Thank you for the responses, I did a post with fotos but the moderators are still reviewing it I guess. negative ground and 12 volt it will be. I was surprised at no way to recharge battery, I was starting to realize this due to lack of wires when i read the post about that. I was thinking it would be the starter/generator like an old Wisconsin engine I had running a pump, but then was realizing that the only wire from battery went to the starter switch so was no way for the elec. to get back to the battery. Thanks for info, Joe


----------



## Hoodoo Valley

49F1 said:


> Thank you for the responses, I did a post with fotos but the moderators are still reviewing it I guess. negative ground and 12 volt it will be. I was surprised at no way to recharge battery, I was starting to realize this due to lack of wires when i read the post about that. I was thinking it would be the starter/generator like an old Wisconsin engine I had running a pump, but then was realizing that the only wire from battery went to the starter switch so was no way for the elec. to get back to the battery. Thanks for info, Joe


The moderators are reviewing your pictures? I didn't think we even had actual moderators here! Is there something in the photo like a naked woman or something, that would upset the kids here?


----------



## 49F1

*Moderator Review*

lol When I submitted the post it said the moderators had to review it. Every other forum I read has moderators, maybe the ones here just hang in the background because all the posters here are so trustworthy. But it has been about 24 hrs. so maybe there aren't any or they don't do weekends. Maybe because I'm new here , I have no idea. But it's fotos of my gravelys as someone above requested. Joe


----------



## Hoodoo Valley

49F1 said:


> lol When I submitted the post it said the moderators had to review it.
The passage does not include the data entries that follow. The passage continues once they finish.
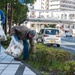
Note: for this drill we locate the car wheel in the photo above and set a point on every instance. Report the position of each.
(58, 45)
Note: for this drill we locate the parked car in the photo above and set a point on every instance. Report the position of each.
(68, 34)
(49, 36)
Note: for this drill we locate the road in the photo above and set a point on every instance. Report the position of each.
(68, 43)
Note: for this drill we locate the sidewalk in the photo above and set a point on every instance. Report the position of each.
(8, 66)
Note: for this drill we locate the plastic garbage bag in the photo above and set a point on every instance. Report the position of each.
(2, 34)
(15, 48)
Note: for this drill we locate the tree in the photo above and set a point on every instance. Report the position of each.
(17, 12)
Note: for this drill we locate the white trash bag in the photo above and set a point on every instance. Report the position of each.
(2, 34)
(15, 48)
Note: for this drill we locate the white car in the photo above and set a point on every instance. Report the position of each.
(68, 34)
(49, 36)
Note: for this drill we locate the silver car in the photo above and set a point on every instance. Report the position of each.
(49, 36)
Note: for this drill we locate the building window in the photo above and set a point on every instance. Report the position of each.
(32, 25)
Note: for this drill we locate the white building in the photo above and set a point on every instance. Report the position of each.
(57, 5)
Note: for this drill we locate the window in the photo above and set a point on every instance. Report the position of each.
(51, 31)
(41, 31)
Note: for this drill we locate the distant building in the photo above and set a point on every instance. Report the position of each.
(55, 9)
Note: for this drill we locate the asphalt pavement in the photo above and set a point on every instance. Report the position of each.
(8, 66)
Every other forum I read has moderators, maybe the ones here just hang in the background because all the posters here are so trustworthy. But it has been about 24 hrs. so maybe there aren't any or they don't do weekends. Maybe because I'm new here , I have no idea. But it's fotos of my gravelys as someone above requested. Joe


We have moderators! It's just that the folks here are so good at policing themselves, and are so friendly, that the mods keep their badges and sidearms in the drawer and act like everyone else here. We'll wait for the photos, as they'll be worth the wait!


----------